Magpie Goose

 

The Life of Animals | Magpie Goose | Magpie geese are unmistakable birds with their black and white plumage and yellow legs. T The males are larger than females. Related and existing families, Anhimidae (Schreier) and Anatidae (ducks, geese and swans), contain all other taxa. The Magpie Goose included in the genus and family Anseranas Anseranatidae the monotypic in our time A cladistic study determined the morphology of waterfowl that the Magpie Goose was an early and distinctive offshoot, according to various screamers and all other ducks, geese and swans. This family is pretty old, a living fossil, the set appeared before the Cretaceous-Tertiary extinction relative lived Vegavis IAAI ago 68-67000000 years.


Considered other Paleogene birds sometimes as magpie geese families of Geranopsis Hordwell formation are late Eocene to early Oligocene of England and Anserpica from the Late Oligocene of Billy Crechy (France).

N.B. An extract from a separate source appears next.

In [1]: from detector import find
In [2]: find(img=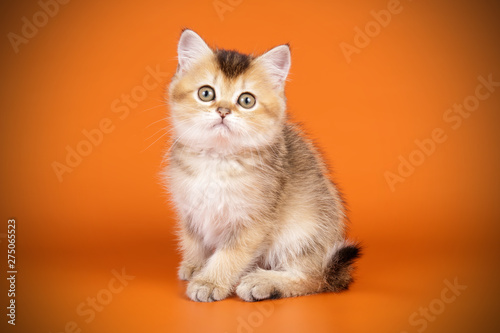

The earliest known member of the group is represented in Australia found an unnamed species of fossils in the late Oligocene Carl Creek Limestone of Queensland. The Australian distribution of the species is well adapted to the presumed Gondwana origin Anseriformes, but Northern Hemisphere fossils are enigmatic. Perhaps the magpie geese were one of the dominant groups Paleogene waterfowl, are largely extinct later. The Magpie Goose is found in a large number of open wetlands such as floodplains and swamps.


The area even as far south as the Coorong and the wetlands of south-east of South Australia and Western Victoria expanded. The species is the subject of reintroduction projects as Bool Lagoon between Penola and Naracoorte. In Victoria, the Magpie Goose listed as near threatened on the 2007 advisory list of threatened vertebrate animals in Victoria. In December 2007 the Flora and Fauna Guarantee Act list of threatened fauna, it is also called.